The full text of the Becker Drapkin Agreement is attached as Exhibit 10.1 to this current report and is incorporated herein by reference. The full text of the Carlson Agreement is attached as Exhibit 10.2 to this current report and is incorporated herein by reference. The foregoing does not purport to be a complete summary of the Agreements and is qualified in its entirety by reference to Exhibits 10.1 and 10.2.

 

Item 5.02 Departure of Directors or Certain Officers; Election of Directors; Appointment of Certain Officers; Compensatory Arrangements of Certain Officers.

Becker and Drapkin were appointed to the Board, effective October 1, 2010, pursuant to the Agreements described in Item 1.01 of this current report. Commencing on the effective date of their appointments as directors, Becker will serve on the Compensation Committee of the Board and Drapkin will serve on the Governance and Nominating Committee of the Board.

In accordance with the Company’s Director Compensation Policy for non-employee directors, upon the effective date of their appointments to the Board, each of Becker and Drapkin will automatically be granted an option to purchase 10,000 shares of the Company’s common stock pursuant to the Company’s Non-Employee Directors’ Stock Option Plan. The options will be non-statutory stock options with exercise prices equal to the fair market value of the Company’s common stock on the grant date. Each option will vest, as to 25% of the shares for which such option is exercisable, on October 1, 2011, and will vest quarterly in equal amounts thereafter such that the options will be 100% vested on October 1, 2014. The options expire 10 years after the date of grant.
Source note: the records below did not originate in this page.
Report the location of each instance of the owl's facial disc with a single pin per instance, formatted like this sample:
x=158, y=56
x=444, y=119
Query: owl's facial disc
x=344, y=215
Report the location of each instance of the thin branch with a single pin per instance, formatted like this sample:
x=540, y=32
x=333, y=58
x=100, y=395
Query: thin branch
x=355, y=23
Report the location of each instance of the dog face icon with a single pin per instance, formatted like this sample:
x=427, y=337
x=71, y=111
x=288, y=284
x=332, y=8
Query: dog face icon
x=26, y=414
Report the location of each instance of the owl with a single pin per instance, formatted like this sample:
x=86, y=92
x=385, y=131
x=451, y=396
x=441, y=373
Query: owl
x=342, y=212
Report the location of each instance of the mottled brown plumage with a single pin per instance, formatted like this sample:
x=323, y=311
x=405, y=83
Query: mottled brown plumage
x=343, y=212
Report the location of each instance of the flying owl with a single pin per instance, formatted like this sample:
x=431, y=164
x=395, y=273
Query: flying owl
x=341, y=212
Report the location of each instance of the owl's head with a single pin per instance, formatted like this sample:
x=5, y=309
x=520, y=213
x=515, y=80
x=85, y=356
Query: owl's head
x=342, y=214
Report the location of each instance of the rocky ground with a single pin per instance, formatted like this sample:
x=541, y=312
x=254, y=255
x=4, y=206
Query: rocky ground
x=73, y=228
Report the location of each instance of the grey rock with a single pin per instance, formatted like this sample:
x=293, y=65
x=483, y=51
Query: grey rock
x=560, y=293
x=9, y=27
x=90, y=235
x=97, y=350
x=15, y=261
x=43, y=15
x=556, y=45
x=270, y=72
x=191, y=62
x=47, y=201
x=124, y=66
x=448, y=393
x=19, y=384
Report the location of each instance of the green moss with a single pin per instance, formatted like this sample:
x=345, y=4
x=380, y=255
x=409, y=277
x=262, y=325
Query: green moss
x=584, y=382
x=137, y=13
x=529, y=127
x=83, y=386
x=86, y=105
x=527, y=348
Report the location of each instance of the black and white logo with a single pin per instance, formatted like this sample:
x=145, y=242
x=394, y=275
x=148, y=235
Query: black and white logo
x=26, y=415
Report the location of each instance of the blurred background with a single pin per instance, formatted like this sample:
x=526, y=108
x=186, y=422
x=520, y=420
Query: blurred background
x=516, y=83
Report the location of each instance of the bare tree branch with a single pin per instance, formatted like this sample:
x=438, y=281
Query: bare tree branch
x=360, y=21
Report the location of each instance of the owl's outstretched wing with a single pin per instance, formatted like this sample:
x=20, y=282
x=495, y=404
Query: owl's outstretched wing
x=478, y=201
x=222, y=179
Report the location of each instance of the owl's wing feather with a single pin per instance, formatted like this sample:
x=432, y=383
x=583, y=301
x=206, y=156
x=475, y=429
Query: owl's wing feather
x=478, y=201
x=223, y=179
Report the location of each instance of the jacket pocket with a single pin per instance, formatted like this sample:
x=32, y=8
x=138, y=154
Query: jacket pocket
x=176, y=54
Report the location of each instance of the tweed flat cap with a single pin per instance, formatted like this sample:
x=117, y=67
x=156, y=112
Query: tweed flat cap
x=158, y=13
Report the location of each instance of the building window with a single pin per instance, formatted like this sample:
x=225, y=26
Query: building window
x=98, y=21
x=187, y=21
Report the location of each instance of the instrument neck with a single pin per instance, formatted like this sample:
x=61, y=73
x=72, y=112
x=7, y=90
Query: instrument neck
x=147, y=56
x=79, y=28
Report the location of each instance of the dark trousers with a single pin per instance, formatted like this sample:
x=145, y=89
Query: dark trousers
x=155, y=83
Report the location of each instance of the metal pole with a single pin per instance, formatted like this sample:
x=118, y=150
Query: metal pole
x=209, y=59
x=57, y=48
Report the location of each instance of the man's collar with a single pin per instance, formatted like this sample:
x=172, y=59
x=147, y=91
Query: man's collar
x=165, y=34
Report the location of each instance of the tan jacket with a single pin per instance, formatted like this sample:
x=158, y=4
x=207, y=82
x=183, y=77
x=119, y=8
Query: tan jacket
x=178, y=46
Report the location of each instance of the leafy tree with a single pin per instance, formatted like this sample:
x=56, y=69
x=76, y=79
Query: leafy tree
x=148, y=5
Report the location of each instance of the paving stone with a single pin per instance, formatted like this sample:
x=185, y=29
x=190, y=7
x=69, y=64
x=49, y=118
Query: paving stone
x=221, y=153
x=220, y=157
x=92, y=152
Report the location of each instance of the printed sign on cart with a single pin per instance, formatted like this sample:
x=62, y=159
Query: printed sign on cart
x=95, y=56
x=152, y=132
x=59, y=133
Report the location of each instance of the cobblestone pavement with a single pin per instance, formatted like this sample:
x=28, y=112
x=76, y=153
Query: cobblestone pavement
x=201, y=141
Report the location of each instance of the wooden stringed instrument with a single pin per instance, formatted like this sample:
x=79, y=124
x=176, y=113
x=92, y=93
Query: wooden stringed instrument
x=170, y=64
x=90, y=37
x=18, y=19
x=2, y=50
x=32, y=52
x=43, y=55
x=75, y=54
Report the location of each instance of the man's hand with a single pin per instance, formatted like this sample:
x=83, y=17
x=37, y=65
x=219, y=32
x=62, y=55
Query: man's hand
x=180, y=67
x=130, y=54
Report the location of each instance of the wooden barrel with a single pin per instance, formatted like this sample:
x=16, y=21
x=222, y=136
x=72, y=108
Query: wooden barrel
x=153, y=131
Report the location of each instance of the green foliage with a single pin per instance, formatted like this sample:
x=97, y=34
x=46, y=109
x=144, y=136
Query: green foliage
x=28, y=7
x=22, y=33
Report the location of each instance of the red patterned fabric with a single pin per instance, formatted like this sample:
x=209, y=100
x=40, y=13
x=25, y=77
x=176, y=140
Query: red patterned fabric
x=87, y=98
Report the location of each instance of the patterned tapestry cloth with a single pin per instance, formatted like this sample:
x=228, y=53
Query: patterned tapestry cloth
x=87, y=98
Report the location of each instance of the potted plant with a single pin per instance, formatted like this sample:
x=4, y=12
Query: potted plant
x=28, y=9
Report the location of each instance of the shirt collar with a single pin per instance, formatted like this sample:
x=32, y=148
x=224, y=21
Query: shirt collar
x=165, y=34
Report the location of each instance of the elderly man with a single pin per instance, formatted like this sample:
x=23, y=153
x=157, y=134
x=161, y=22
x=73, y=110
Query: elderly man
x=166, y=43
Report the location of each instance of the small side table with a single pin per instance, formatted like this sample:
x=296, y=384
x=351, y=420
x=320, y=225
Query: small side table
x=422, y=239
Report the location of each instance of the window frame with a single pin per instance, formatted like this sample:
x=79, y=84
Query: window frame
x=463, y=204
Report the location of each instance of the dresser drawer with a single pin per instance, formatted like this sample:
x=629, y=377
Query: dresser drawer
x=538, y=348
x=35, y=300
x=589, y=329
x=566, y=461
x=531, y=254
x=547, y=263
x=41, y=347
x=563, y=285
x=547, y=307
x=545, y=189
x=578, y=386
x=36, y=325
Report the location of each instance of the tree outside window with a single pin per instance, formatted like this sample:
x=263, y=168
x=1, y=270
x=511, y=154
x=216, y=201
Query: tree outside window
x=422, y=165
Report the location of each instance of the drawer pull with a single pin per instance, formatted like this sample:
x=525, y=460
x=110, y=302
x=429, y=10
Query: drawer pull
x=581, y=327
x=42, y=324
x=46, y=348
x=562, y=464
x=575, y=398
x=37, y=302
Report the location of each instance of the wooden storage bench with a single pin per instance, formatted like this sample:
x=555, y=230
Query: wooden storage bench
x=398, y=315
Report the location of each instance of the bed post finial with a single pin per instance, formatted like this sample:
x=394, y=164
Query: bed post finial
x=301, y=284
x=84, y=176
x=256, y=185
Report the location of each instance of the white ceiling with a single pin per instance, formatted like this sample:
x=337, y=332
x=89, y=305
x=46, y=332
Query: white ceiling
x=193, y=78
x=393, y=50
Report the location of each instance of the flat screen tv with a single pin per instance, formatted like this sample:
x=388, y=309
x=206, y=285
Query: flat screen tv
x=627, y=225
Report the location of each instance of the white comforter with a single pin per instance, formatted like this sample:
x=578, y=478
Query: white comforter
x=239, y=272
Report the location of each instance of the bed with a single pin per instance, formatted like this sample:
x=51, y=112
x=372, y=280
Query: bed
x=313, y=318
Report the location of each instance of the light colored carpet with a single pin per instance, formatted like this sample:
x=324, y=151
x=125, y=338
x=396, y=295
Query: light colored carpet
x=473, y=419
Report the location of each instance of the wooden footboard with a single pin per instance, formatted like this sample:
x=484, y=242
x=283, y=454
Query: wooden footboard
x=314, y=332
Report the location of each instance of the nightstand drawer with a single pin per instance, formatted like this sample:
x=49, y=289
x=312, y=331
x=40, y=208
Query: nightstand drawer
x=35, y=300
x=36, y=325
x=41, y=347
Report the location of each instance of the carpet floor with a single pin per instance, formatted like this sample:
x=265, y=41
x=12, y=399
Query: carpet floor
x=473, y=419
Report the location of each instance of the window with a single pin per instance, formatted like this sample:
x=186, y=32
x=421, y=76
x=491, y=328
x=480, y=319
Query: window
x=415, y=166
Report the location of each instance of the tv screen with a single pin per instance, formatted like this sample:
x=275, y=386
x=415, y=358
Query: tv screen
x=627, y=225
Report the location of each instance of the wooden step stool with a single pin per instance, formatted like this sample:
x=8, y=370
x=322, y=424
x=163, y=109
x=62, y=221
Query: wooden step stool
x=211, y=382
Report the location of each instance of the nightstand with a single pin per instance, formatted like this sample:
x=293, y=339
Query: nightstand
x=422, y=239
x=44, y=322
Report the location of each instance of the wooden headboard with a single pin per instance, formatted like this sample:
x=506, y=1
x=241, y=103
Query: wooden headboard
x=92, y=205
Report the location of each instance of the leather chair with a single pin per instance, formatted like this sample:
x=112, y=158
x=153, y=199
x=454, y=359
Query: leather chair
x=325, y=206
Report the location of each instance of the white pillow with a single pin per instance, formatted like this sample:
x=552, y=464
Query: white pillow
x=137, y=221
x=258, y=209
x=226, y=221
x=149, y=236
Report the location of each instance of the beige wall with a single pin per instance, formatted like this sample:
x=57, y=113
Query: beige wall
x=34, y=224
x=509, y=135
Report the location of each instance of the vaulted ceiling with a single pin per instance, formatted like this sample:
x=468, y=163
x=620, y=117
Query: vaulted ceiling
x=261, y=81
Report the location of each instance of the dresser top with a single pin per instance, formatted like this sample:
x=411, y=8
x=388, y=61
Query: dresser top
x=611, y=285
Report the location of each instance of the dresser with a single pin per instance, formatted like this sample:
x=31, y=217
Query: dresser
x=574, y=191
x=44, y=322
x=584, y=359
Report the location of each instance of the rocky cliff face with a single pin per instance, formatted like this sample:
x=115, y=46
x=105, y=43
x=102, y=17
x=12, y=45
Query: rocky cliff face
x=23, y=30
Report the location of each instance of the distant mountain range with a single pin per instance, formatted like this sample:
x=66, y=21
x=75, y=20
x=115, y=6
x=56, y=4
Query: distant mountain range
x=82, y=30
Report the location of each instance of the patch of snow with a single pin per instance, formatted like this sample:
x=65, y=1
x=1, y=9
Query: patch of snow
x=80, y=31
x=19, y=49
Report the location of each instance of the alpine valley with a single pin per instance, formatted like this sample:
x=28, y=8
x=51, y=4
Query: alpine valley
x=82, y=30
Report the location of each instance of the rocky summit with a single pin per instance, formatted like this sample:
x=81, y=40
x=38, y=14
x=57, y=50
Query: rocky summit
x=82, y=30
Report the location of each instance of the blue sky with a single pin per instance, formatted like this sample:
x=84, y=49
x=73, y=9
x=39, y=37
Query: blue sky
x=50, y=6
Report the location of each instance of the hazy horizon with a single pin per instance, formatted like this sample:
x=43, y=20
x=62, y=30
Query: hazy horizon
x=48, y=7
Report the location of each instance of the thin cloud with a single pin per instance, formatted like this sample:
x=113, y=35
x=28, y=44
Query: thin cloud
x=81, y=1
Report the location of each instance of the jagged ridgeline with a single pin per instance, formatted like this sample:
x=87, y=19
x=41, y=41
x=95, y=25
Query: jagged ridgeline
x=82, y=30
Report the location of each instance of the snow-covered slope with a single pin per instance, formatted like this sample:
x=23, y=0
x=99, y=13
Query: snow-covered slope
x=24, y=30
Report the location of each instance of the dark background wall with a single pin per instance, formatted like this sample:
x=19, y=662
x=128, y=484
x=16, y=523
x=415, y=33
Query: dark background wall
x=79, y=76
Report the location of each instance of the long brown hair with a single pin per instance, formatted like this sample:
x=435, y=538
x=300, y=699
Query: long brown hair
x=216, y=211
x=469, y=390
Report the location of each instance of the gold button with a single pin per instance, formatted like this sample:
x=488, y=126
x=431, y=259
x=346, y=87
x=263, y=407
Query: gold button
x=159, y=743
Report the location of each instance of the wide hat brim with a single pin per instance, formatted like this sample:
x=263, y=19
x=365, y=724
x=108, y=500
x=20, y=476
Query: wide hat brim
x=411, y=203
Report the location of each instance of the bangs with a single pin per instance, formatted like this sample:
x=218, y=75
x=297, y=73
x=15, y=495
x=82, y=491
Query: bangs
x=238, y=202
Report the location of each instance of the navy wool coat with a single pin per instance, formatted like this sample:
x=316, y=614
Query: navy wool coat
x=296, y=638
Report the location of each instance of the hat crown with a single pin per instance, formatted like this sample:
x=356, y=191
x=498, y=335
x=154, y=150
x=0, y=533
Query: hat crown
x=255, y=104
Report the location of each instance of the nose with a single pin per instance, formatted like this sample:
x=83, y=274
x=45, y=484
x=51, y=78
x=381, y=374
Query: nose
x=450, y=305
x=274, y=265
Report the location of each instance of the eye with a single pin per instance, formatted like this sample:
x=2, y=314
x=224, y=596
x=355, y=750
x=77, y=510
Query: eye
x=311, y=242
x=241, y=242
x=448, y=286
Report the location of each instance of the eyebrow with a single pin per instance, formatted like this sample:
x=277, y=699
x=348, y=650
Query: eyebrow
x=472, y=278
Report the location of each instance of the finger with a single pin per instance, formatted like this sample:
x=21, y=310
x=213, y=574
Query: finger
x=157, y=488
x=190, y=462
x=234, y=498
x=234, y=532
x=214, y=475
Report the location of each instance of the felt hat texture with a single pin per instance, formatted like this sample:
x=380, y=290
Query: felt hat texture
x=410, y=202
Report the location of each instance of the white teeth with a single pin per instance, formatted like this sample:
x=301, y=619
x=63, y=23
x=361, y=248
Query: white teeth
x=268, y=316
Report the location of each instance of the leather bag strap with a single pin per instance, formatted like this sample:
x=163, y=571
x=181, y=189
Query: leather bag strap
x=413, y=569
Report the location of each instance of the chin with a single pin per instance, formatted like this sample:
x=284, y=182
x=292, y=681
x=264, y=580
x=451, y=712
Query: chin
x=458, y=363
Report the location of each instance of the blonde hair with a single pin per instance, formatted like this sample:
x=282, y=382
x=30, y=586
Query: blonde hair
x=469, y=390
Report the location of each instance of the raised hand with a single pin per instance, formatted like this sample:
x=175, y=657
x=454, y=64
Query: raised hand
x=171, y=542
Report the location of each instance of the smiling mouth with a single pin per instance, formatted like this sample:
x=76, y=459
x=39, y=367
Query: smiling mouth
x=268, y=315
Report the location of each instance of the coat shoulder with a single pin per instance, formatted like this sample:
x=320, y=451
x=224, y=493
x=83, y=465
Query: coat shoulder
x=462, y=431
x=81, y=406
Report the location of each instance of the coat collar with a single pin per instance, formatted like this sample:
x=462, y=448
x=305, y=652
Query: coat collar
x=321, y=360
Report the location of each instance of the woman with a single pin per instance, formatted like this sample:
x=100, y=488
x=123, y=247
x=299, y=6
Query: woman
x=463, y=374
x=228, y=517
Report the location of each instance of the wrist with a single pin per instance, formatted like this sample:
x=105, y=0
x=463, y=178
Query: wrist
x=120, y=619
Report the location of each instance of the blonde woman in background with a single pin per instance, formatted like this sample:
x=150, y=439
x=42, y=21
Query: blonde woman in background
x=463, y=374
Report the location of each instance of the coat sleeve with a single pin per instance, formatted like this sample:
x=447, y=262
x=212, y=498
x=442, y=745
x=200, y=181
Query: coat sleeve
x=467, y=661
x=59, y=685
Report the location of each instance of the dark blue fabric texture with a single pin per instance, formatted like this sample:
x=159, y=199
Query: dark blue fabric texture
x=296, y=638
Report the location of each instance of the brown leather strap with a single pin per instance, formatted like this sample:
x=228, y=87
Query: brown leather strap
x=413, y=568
Neither Becker nor Drapkin has been a participant in, or is to be a participant in, any related-person transaction or proposed related-person transaction required to be disclosed by Item 404(a) of Regulation S-K under the Exchange Act.

Biographical information for Becker and Drapkin is included in the Company’s September 20, 2010 press release announcing Becker’s and Drapkin’s appointments to the Board, which is attached as Exhibit 99.1 to this current report and is incorporated herein by reference.


Item 9.01 Financial Statements and Exhibits.

 

(d) Exhibits.

 

Exhibit
No.

  

Description

10.1    Agreement, dated as of September 19, 2010, by and among Hot Topic, Inc., Steven R. Becker, Matthew A. Drapkin, Becker Drapkin Management, L.P., Becker Drapkin Partners (QP), L.P., Becker Drapkin Partners, L.P., BD Partners I, L.P. and BC Advisors, LLC
10.2    Agreement, dated as of September 19, 2010, by and among Hot Topic, Inc., Clint D. Carlson, Black Diamond Offshore Ltd., Double Black Diamond Offshore Ltd., Carlson Capital L.P. and Asgard Investment Corp.
99.1    Press Release dated September 20, 2010


SIGNATURE

Pursuant to the requirements of the Securities Exchange Act of 1934, the registrant has duly caused this report to be signed on its behalf by the undersigned hereunto duly authorized.

 

HOT TOPIC, INC.
By:  

/S/    JAMES MCGINTY        

  James McGinty
  Chief Financial Officer

Date: September 20, 2010


INDEX TO EXHIBITS

 

Exhibit
No.

  

Description

10.1    Agreement, dated as of September 19, 2010, by and among Hot Topic, Inc., Steven R. Becker, Matthew A. Drapkin, Becker Drapkin Management, L.P., Becker Drapkin Partners (QP), L.P., Becker Drapkin Partners, L.P., BD Partners I, L.P. and BC Advisors, LLC
10.2    Agreement, dated as of September 19, 2010, by and among Hot Topic, Inc., Clint D. Carlson, Black Diamond Offshore Ltd., Double Black Diamond Offshore Ltd., Carlson Capital L.P. and Asgard Investment Corp.